Saya menulis ini bukan untuk menghakimi.
Saya hanya ingin mengajak kita melihat lebih dalam dan lebih jujur: mengapa begitu banyak orang di sekitar kita—anak muda, orang tua, bahkan figur publik—memilih menyelam dalam dunia maya yang penuh ilusi ini?
Apakah ini sekadar krisis individu atau justru gejala dari sebuah sistem sosial yang gagal menjamin rasa aman, harga diri dan masa depan yang layak?
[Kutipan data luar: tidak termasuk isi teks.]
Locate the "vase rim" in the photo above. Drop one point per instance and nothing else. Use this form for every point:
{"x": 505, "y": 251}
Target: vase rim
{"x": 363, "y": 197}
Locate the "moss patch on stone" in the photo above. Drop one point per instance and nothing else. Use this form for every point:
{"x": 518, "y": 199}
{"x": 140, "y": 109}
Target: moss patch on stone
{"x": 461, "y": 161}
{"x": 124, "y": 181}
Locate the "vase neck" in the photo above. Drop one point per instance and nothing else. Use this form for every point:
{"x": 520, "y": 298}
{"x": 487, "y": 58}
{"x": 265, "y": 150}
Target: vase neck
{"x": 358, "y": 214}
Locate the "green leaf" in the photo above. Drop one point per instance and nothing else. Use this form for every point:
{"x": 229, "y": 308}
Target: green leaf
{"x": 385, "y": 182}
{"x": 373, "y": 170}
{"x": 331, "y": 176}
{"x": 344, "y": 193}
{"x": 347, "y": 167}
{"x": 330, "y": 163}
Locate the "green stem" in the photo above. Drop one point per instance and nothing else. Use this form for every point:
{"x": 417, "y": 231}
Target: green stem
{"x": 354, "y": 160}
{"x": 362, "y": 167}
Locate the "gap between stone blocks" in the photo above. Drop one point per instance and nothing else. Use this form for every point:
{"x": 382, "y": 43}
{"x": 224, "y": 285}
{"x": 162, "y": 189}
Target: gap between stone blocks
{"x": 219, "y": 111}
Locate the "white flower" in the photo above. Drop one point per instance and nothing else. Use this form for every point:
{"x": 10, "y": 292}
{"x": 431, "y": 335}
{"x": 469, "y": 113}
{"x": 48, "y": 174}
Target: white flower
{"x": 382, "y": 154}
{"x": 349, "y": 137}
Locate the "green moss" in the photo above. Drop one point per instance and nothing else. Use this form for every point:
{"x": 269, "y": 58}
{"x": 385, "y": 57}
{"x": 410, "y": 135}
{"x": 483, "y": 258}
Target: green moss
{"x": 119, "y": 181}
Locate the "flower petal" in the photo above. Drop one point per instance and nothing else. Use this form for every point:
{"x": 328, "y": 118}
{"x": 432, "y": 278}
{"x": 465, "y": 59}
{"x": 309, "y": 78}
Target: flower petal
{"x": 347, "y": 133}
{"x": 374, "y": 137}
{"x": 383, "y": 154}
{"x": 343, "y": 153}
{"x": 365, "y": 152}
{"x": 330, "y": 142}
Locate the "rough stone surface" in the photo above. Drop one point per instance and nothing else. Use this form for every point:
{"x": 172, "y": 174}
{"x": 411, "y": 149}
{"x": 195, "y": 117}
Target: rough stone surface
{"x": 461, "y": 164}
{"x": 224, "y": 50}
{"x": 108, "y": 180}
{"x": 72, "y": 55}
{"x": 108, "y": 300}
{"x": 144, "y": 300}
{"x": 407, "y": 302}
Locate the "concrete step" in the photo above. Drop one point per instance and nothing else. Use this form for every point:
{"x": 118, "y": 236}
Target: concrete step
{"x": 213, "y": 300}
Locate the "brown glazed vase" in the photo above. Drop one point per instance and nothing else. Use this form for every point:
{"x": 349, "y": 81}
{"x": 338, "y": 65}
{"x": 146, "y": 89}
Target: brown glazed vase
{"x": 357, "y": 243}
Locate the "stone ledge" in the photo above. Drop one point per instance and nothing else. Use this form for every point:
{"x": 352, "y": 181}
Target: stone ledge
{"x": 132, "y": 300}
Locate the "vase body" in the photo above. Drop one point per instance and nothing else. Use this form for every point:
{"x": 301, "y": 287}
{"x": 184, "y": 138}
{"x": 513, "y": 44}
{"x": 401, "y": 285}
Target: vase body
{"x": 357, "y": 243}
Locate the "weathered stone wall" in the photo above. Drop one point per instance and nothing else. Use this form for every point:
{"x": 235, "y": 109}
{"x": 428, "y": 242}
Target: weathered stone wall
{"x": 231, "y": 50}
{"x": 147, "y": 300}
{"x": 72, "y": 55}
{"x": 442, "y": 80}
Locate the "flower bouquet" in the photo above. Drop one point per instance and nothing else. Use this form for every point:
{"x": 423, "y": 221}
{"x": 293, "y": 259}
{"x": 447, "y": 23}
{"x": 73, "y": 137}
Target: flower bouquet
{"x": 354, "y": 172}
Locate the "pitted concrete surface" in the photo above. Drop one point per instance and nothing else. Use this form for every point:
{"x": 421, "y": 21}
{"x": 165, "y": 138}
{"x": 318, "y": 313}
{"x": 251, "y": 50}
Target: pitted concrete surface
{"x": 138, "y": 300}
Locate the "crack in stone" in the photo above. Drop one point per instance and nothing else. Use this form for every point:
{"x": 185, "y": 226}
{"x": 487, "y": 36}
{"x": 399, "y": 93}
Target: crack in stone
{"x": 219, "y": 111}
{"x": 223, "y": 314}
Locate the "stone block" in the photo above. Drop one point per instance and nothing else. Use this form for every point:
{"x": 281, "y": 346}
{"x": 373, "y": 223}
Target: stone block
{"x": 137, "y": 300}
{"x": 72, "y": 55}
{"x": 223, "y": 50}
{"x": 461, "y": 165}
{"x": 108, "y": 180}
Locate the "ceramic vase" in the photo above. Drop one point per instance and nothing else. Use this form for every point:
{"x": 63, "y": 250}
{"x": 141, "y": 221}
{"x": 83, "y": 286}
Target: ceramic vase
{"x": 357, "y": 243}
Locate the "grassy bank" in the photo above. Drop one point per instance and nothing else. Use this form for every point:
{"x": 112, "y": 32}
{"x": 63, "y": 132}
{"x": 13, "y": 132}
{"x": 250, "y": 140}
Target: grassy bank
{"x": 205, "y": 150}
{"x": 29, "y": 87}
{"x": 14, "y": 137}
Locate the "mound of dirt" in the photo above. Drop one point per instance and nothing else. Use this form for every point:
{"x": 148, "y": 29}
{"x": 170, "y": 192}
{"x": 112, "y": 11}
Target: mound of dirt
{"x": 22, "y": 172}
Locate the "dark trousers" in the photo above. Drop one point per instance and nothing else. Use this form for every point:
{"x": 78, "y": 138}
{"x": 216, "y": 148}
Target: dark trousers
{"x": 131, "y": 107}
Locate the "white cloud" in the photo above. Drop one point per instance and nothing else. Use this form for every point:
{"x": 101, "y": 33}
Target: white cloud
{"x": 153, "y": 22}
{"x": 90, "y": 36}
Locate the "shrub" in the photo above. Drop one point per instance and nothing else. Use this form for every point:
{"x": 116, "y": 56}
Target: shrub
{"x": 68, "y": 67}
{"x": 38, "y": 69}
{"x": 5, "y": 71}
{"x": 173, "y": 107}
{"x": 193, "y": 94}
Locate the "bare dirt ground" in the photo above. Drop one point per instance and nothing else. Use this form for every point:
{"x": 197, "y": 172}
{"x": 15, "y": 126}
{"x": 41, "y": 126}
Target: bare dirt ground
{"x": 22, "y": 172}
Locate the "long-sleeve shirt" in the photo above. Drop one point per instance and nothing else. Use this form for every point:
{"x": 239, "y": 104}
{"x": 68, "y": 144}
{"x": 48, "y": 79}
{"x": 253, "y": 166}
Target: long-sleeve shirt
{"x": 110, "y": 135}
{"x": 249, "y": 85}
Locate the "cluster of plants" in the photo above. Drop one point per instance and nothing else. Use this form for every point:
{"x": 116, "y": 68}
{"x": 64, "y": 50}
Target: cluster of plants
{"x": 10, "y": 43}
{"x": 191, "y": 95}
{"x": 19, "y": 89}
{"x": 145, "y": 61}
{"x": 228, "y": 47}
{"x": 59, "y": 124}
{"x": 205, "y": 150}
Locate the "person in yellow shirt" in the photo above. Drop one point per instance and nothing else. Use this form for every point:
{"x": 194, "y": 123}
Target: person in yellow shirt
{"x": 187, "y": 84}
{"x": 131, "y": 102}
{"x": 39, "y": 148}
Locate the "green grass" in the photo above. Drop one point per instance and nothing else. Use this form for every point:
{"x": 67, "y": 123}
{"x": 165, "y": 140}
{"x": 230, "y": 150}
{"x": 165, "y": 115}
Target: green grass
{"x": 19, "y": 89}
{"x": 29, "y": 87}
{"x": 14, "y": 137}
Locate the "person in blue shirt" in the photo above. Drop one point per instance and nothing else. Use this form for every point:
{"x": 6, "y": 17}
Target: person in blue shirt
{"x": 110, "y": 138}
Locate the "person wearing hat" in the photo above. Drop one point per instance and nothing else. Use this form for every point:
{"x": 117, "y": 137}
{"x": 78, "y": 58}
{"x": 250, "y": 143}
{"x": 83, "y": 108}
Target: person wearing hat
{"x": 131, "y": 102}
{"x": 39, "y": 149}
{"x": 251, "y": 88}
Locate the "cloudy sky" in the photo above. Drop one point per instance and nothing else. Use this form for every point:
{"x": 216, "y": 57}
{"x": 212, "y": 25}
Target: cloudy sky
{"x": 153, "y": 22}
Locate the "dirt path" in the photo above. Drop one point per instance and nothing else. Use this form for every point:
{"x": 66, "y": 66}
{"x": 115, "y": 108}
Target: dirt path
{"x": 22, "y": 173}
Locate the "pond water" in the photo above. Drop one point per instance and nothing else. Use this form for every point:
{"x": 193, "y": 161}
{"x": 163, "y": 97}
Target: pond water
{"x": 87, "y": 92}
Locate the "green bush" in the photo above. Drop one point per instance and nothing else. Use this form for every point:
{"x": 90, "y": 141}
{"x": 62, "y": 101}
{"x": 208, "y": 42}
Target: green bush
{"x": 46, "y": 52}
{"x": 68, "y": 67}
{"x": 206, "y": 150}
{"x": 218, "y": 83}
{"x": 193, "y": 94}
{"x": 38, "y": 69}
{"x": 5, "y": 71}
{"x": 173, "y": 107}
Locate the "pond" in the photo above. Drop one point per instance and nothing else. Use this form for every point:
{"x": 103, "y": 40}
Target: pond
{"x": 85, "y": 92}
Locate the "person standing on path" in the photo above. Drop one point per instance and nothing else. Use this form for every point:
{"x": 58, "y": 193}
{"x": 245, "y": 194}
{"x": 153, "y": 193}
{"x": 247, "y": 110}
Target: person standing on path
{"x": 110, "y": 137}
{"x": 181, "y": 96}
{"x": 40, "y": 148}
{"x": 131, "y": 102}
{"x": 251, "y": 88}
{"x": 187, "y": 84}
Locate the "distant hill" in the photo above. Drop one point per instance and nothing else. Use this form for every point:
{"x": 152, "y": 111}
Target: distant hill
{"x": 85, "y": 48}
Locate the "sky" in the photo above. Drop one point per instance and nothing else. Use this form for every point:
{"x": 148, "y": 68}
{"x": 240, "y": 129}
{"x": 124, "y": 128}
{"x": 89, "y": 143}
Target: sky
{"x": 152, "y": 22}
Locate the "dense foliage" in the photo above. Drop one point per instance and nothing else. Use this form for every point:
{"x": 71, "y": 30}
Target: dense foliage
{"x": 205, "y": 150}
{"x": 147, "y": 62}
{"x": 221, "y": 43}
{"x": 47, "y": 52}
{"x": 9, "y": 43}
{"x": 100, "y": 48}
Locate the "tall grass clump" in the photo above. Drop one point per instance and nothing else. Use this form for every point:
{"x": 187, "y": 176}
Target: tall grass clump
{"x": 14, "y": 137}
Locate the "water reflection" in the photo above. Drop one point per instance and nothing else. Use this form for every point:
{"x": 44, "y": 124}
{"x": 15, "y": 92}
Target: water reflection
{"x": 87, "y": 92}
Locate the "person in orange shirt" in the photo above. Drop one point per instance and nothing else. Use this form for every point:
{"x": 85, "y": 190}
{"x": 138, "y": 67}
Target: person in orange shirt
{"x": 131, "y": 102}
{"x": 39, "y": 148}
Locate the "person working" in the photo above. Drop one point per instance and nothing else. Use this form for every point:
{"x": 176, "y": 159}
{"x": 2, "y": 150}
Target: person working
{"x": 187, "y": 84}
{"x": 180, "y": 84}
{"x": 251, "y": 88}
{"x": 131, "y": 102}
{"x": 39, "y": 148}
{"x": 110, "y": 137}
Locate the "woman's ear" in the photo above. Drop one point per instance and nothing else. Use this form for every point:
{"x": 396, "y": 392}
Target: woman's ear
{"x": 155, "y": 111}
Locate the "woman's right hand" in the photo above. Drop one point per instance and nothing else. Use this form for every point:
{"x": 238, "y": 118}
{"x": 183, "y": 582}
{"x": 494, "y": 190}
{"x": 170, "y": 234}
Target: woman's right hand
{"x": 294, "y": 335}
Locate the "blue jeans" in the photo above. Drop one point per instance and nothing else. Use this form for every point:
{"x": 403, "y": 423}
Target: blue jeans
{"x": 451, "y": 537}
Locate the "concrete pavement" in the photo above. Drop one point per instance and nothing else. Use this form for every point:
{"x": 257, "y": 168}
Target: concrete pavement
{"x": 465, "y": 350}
Kita perlu bertanya: luka macam apa yang sedang dihadapi masyarakat kita sehingga judi online menjadi pelarian yang masuk akal bagi begitu banyak orang?
Ada satu konsep menarik tentang coping mechanism, atau cara manusia bertahan dalam tekanan hidup (Lazarus & Folkman, 1984).
Menurut konsep itu, ketika seseorang kehilangan menghadapi tekanan-misalnya karena ketiadaan atau kehilangan pekerjaan, dihimpit utang, biaya-biaya adat, atau merasa gagal memenuhi ekspektasi keluarga-ia butuh ruang pelarian.
Dulu, di Manggarai, ruang itu bisa berupa ngobrol, berkebun untuk menyendiri atau sekadar mengunjungi rumah saudara.
Hari ini, dengan gawai di tangan, banyak yang memilih lari ke dunia digital—termasuk ke aplikasi judi online.
Namun, apakah judi online hanya soal luka personal? Di sinilah kita perlu melihatnya sebagai fenomena struktural.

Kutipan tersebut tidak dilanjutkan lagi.